Como Pontífice, Inocencio III proclamó su autoridad absoluta en la Iglesia y la superioridad incuestionable de su poder. Suponía la realización del viejo programa de los gregorianos hasta sus últimas consecuencias: la "plenitudo potestatis".
Desde el punto de vista estrictamente eclesiástico, el pasaje de San Mateo dedicado al primado petrino -sobre esta piedra edificaré mi iglesia- sirvió a Inocencio III para mostrar que la Iglesia de Pedro y sus sucesores era el fundamento de todas las demás. Otros textos evangélicos de menor calado servirían para remachar esta idea.
En relación con los poderes temporales, Inocencio III desarrolló su pensamiento en textos como la "Deliberatio" de finales de 1199 o la decretal "Venerabilem" de 1202.

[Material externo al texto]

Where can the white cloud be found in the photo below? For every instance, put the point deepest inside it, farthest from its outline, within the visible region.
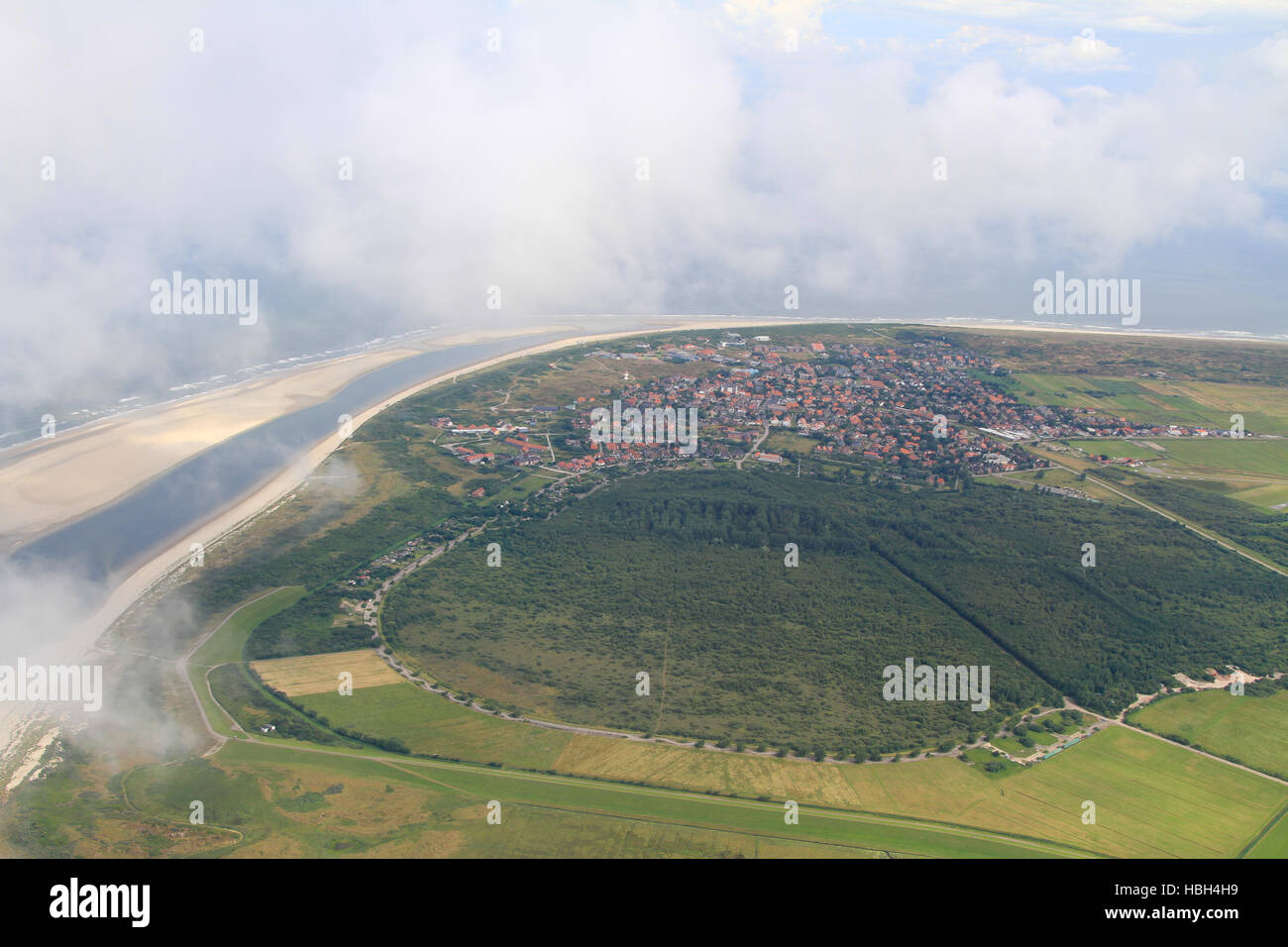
(519, 169)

Su ideal era el de una comunidad de pueblos cuyos príncipes habían de encargarse de promover la moral y la religión en armonía con un poder papal fuerte. De acuerdo con este principio, Inocencio III pensaba que emperadores y reyes coincidían, en cuestión de fines a perseguir, con el poder espiritual. Aquellos, sin embargo, tenían una dignidad menor ya que su actividad se limitaba a organizar materialmente a la sociedad para facilitarle el camino de la salvación. Tales consideraciones explican las distintas intervenciones de Inocencio III en el campo de política cuando a su juicio, las turbulencias del momento podían causar grave daño espiritual o ser motivo de pecado (ratione peccati).
Cara a la máxima autoridad política, el Imperio, el Papa dio una nueva orientación a las posiciones doctrinales de años atrás. Como institución histórica y ocasional, el Imperio tenía una dependencia del Papa "principaliter", es decir, en su origen; pero también "finaliter", es decir, en función de los fines a perseguir. En lugar preferente estaba la defensa de la causa cristiana, compromiso que el soberano adquiría en el momento de su coronación en Roma por el Pontífice. El poder del emperador, como cualquier otro, procedía de Dios, pero era la Iglesia quien interpretaba la voluntad divina en el momento de la consagración imperial. Inocencio III reconocía la libertad de los príncipes alemanes para elegir su rey, pero reservaba para la Santa Sede un derecho de examen a fin de saber si el elegido era digno de ostentar luego la corona imperial.
La firmeza que Inocencio III creía necesaria para ejercer la "auctoritas" pontificia se dejó sentir desde la toma de posesión de la cátedra de San Pedro. La Curia romana fue objeto de un severo proceso de saneamiento, la Cancillería fue reorganizada, el Colegio Cardenalicio fue reunido con regularidad y se castigó con energía todo tipo de corruptelas. Frente a los enemigos de la soberanía papal, Inocencio III no dudo en echar mano de un expediente hasta entonces usado de forma restringida: la Cruzada. No serían sólo los paganos del otro lado del Elba o los musulmanes de Oriente y Occidente -contra los que predicó sendas cruzadas- quienes conocieran la aplicación de estos expeditivos métodos. Serían también los "cismáticos" bizantinos (desviación de la Cuarta Cruzada) o los herejes del Mediodía de Francia. No hubo ningún rincón de la Cristiandad que no conociera las actividades diplomáticas de la Santa Sede o, agotados los recursos pacíficos, la fuerza de las armas en defensa de la ortodoxia.